Some people think you have to know every bit of theory before you can do any practical applications. That's b.s. The truth is you will not really understand or be ready for the theory until you have tried some practical circuits and see why the theories are useful.
You can build simple circuits with little more understanding than Ohm's law - in fact I would say that Ohm's law is the only one you absolutely must learn.
Maybe it's because I'm self-taught in electronics, but I have a very low opinion of people who think they know electronics, but have only read about it in classes and books, and not done it with real circuits. I believe experience is the only truly correct teacher of electronics, and the real world is the best classroom for it. If you end up blowing up a few components along the way because you tried wiring up a circuit you didn't fully understand, great! That's part of experience, and the lesson will stay with you longer than anything you study for a college course or exam.
Definitely do learn the theory too along the way; the theory is what makes it a science and not alchemy. I'm just saying that I think studying the theory should follow the experience, not precede it, and that you should absorb it one piece at a time while using it.
Edit: P.S. In 20 years I've never needed Thevenin's theorem to design a circuit.

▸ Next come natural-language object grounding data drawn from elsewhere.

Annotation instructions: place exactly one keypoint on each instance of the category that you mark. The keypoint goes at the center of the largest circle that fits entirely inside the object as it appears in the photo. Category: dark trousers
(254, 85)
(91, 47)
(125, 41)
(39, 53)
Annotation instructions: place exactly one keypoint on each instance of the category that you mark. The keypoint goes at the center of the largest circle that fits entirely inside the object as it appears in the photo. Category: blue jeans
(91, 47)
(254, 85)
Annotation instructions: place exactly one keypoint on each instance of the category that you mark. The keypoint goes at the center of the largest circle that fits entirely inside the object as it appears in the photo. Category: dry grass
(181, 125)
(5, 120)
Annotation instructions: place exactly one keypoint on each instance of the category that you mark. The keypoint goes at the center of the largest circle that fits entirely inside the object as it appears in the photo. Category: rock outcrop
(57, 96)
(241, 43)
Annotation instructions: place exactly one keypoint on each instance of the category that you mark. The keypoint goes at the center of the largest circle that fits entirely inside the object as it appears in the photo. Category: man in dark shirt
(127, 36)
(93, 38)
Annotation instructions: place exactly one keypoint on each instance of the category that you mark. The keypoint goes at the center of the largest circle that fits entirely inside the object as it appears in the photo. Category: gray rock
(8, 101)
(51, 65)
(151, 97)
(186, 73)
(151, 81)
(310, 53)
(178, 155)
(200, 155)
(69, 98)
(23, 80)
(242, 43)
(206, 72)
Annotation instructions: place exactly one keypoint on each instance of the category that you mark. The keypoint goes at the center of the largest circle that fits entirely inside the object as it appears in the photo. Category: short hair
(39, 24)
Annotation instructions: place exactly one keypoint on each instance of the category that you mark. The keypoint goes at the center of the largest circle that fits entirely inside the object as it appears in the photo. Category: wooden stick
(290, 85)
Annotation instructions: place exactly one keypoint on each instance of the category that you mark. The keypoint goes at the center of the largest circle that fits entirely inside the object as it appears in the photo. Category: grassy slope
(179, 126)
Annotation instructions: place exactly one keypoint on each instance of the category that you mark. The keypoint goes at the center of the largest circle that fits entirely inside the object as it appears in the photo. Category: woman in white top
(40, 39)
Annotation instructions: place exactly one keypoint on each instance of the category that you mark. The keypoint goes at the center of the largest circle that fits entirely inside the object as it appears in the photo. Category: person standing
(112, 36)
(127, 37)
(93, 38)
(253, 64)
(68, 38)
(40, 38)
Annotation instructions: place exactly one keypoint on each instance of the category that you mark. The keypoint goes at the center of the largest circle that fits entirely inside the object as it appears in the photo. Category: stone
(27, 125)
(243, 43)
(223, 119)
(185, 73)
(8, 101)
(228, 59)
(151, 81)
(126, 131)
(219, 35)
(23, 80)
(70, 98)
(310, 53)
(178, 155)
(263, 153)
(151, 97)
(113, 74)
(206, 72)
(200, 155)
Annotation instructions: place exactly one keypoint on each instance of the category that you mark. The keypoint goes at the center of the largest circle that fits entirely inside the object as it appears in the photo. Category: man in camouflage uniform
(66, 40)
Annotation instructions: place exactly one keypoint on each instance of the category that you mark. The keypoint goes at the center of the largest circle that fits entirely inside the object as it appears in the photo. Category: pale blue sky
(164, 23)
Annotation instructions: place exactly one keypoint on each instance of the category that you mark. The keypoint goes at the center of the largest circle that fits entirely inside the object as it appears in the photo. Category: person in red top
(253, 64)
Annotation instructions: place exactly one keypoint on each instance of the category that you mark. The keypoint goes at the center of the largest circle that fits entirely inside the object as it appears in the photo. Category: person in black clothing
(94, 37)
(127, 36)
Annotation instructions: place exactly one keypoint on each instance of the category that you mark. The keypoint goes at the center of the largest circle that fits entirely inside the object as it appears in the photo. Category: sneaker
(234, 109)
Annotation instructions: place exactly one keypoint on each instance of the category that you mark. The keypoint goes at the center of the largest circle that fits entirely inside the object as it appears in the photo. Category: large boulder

Edit 2: The trouble with college courses on engineering subjects is that there is a difference between an academic, and a practicing engineer. An academic will value the theory for it's own sake, and expect you to learn all the theory whether you need it or not. A practicing engineer views the theories and formulas as tools, just like any other tool like a wrench or a screwdriver. The tools are there when you need them; you grab the tool you need for the job and use it when you need it. A mechanic doesn't study tools, he studies engines; similarly I don't study formulas, they're my tools. I use formulas and theorems, what I study is circuits.